Observo como o céu está azul hoje. Tão limpo quanto a cor de seus olhos.
⏤ Porra, hoje seria um dia perfeito pra passarmos o dia na praia e quando voltássemos, a ceia de Natal toda estaria pronta. O Pope provavelmente se entreteria mais em cozinhar do que encher a cara na ateia com a gente, o John B virou o chicletinho da Sarah e a Avery, Kiara e minha irmã também prefeririam preparar pratos bons até a hora que fosse possível. Você sabe que eu sou um merda na cozinha, você também era, de qualquer jeito.
Respiro fundo e passo os dedos pelo seu nome lapidado.
⏤ Ganhamos o Frozen Four, sabia? Você vivia falando dessa merda o ano inteiro. Sua ida abalou todo mundo, mas eu me senti na obrigação de vencer isso por você. Cara, um dos caras do Bruins entrou em contato comigo. Tem noção que no próximo ano, estarei jogando na porra da Liga do Hóquei? É nosso sonho desde sempre, cacete.
Me pego com um sorriso idiota no rosto. Seja lá de onde JJ esteja, ele deve estar rindo demais da minha cara por ser alguém tão emotivo.
⏤ Hum... Avery e eu estamos namorando. Eu tô feliz. Na real, nunca estive tão feliz quando estou agora. Nunca me senti tão livre, cara. É surreal. Não me julgue por ela ter dado na sua cara e eu não ter te defendido naquele dia, mas você sabe que tava errado. Não compactuo com vacilação. ⏤ rio novamente, fitando a aliança brilhando no meu dedo.
Percebo as horas no meu relógio de pulso. Não posso me atrasar muito, afinal, ainda precisava ajudar o pessoal com o resto das coisas. Também não posso ser tão egoísta. Afinal, à noite, eu iria comer igual um desgraçado.

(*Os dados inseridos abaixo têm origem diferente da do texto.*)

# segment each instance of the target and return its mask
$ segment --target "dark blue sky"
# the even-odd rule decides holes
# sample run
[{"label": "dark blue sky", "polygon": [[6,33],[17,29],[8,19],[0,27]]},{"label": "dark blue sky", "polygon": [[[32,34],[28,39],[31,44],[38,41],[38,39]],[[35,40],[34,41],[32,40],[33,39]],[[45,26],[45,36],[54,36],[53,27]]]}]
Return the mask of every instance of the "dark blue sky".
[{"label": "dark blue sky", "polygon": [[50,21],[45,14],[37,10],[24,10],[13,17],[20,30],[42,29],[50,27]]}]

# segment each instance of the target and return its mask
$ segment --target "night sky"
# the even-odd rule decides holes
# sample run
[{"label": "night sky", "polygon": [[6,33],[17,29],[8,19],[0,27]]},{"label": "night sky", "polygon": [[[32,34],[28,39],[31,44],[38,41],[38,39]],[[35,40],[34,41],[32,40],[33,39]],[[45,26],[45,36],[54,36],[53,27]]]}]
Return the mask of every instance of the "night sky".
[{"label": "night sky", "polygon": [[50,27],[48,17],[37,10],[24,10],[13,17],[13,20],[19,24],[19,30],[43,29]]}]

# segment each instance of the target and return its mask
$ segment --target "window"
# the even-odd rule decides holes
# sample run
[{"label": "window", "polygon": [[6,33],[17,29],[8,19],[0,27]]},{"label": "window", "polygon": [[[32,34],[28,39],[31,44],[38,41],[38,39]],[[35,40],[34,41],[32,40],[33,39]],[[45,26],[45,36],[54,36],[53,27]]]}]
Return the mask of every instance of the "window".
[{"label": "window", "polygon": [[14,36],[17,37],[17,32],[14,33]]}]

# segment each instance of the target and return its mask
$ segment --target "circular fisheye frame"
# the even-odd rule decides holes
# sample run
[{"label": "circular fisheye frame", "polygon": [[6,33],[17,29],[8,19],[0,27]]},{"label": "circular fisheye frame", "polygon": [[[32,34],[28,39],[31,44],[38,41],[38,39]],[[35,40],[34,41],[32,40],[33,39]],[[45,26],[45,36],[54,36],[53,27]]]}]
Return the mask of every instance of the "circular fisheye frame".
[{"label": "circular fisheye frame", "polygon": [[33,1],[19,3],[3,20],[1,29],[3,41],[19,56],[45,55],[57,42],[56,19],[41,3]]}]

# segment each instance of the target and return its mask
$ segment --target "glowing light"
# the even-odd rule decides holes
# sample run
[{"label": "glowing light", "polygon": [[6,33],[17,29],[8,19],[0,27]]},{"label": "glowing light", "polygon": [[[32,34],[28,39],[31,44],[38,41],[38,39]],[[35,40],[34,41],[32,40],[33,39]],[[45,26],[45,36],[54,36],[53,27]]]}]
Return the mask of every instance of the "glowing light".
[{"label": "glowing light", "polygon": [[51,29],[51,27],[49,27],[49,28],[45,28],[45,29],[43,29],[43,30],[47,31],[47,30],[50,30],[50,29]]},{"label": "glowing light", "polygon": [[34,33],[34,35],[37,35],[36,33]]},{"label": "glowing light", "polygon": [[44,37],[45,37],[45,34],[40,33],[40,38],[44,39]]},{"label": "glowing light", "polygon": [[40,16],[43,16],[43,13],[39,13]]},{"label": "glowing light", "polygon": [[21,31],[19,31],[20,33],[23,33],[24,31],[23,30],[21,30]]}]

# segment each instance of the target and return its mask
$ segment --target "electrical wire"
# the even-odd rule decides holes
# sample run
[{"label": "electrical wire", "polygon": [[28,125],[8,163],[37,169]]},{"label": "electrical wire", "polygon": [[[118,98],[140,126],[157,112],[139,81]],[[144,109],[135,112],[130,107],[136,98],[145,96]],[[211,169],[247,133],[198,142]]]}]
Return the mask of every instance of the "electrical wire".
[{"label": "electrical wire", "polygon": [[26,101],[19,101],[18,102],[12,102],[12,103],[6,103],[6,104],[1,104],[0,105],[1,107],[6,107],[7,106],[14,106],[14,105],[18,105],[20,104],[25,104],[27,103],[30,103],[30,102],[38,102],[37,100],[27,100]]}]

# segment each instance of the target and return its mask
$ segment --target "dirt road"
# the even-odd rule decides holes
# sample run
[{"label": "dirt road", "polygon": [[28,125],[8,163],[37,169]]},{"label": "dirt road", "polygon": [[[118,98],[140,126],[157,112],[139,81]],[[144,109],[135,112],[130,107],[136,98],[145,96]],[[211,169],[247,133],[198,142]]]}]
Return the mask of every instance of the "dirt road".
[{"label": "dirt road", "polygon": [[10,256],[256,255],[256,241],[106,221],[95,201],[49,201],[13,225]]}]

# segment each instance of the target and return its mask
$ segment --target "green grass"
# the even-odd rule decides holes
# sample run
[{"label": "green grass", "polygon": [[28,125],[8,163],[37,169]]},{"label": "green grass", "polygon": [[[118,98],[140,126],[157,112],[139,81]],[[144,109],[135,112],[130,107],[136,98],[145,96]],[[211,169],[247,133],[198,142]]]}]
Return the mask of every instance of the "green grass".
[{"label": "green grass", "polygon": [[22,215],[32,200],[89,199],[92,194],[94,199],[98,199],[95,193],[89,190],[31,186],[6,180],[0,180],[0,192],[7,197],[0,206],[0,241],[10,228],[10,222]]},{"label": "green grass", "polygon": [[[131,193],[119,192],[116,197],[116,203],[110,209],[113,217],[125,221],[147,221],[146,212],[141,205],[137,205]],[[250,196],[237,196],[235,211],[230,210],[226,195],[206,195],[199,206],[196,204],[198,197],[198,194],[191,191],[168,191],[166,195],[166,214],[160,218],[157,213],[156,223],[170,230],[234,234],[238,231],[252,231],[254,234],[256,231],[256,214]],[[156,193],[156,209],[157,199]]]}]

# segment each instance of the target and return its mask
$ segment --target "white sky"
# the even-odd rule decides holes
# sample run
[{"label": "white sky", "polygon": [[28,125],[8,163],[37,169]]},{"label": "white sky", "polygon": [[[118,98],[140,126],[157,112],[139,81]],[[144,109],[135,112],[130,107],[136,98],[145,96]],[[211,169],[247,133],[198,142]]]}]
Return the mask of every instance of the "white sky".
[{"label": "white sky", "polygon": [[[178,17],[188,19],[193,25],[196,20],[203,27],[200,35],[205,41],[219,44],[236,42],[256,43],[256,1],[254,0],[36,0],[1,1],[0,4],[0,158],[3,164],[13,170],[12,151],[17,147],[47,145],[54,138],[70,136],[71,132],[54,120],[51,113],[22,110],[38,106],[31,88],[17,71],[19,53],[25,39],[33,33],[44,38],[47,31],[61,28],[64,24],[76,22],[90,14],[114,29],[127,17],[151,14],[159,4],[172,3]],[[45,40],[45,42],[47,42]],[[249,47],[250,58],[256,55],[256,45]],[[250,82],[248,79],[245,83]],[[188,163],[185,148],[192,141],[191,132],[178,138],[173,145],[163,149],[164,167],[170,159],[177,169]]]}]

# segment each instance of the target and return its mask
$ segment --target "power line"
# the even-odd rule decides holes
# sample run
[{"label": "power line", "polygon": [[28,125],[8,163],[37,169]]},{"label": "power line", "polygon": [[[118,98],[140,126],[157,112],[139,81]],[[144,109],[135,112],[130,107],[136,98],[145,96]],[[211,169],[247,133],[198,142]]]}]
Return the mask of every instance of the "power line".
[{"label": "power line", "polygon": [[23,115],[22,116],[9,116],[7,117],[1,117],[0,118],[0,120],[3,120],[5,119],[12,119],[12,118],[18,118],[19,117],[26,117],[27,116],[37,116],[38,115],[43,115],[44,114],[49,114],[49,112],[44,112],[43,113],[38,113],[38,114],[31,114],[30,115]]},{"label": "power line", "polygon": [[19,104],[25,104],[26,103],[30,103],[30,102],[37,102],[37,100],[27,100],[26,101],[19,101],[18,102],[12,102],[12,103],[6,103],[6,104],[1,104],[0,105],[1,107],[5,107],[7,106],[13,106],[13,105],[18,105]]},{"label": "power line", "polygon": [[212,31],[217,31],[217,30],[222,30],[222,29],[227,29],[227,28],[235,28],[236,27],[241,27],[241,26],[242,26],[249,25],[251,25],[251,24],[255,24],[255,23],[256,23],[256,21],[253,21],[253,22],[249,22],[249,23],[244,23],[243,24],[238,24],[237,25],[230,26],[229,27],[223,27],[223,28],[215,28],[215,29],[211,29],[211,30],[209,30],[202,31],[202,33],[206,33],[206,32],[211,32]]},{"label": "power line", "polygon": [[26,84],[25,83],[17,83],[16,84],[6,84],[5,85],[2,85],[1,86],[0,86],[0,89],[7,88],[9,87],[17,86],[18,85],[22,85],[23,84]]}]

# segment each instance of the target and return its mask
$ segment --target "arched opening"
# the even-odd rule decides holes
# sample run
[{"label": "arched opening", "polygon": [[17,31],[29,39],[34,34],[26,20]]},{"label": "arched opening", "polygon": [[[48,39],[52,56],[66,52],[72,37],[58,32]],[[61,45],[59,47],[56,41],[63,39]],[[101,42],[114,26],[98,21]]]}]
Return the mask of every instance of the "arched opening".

⏤ A noite não vai ser a mesma sem você aqui. Nenhum lugar é o mesmo sem você presente, irmão. Espero que você esteja comemorando o feriado de onde você esteja. ⏤ sinto uma lágrima escorrendo. ⏤ Sinto saudade, cara.
E assim que eu passo os dedos por sua lápide novamente, não estou mais sozinho. Uma borboleta azul pousa bem ao lado de seu nome. Ela brilha tanto quanto o céu, tanto quanto os olhos de JJ, tanto quando o oceano que envolvia Honolulu.
Me lembro exatamente de suas palavras naquele recado que me mandou por telefone no dia que tudo aconteceu. Do seu sonho e dos possíveis significados. Então, sorrio. Sei que ele nunca vai me deixar sozinho em qualquer lugar que eu fosse, seja lá qual.
Até depois da vida.
☼
aquele >não< é o nome verídico do JJ.
o nome verdadeiro dele nunca foi citado
pelos autores e roteiristas da série.